Tuesday, November 21, 2006

LECTURE THREE

Unfortunatley I missed the first half of the lecture today due to work committments again and am disappointed to learn that it was on the media - a lecture which would have been much more interesting to me than computers and the internet as I am a journalism student.

From reading the lecture notes I have learned a few key points:

Media Defined
  • Media can refer to a sense of 'intervening or intermediating agency or substance' (Williams, 1985).
  • The basic idea is that the kind of communication you can use is determined a lot by the medium of commuication you are dealing with.
  • That the 'news media' or 'mass media' is only one type of media. Through new commuication technologies we now have new forms of media such as the internet.
  • Media can be seen as a conduit that allows some other process to happen.

History of Media

  • The twentieth century saw the development of mass society and an explosion of broadcast media forms (newspapers, cinema, radio, and television) where messages were distributed from centralised sources to audiences around the world.
  • Communication, Media and Cultural Studies were all invented to investigate issues around communication.
  • Journalsim, Public Relations, Marketing, Advertising and Design were all more practically-orientated jobs which emerged from these disiplines.
  • The rise of computers and other new communication technologies have prompted over fields of investigation such as New Media Studies, Cyber Studies, Internet Studies, Cyberculture Studies and Web Studies.
  • All these disiplines began in France with Semiotics - the study of signs as part of social life.

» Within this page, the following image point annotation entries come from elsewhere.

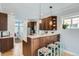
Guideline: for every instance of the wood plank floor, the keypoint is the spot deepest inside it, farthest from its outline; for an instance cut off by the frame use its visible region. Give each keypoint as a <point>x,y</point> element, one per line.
<point>17,51</point>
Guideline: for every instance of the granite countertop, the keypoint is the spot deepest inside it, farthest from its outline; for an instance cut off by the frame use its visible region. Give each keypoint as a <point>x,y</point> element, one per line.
<point>41,35</point>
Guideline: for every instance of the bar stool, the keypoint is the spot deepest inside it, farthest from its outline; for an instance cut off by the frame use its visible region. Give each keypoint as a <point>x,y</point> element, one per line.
<point>58,48</point>
<point>44,52</point>
<point>53,48</point>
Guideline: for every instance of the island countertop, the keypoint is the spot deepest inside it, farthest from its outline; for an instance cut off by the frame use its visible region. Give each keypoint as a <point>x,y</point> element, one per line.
<point>41,35</point>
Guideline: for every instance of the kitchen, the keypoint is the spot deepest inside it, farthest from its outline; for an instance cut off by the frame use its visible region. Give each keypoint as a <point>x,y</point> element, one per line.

New Media, Internet Studies and Cybercultural Studies

  • Internet began in the early 1990's and people weren't sure what to make of it - whether it was a good or bad thing.
  • Toward the end of the 1990's people began to take the internet more seriously and researchers started to look at individual contexts rather than the internet as one big whole.
  • Critical cyberculture studies unfolds and explores the stories we tell about social, cultural and economic interactions online. For example, we use the terms and metaphors such as 'surf the net' to make it more approachable for those who know nothing about it.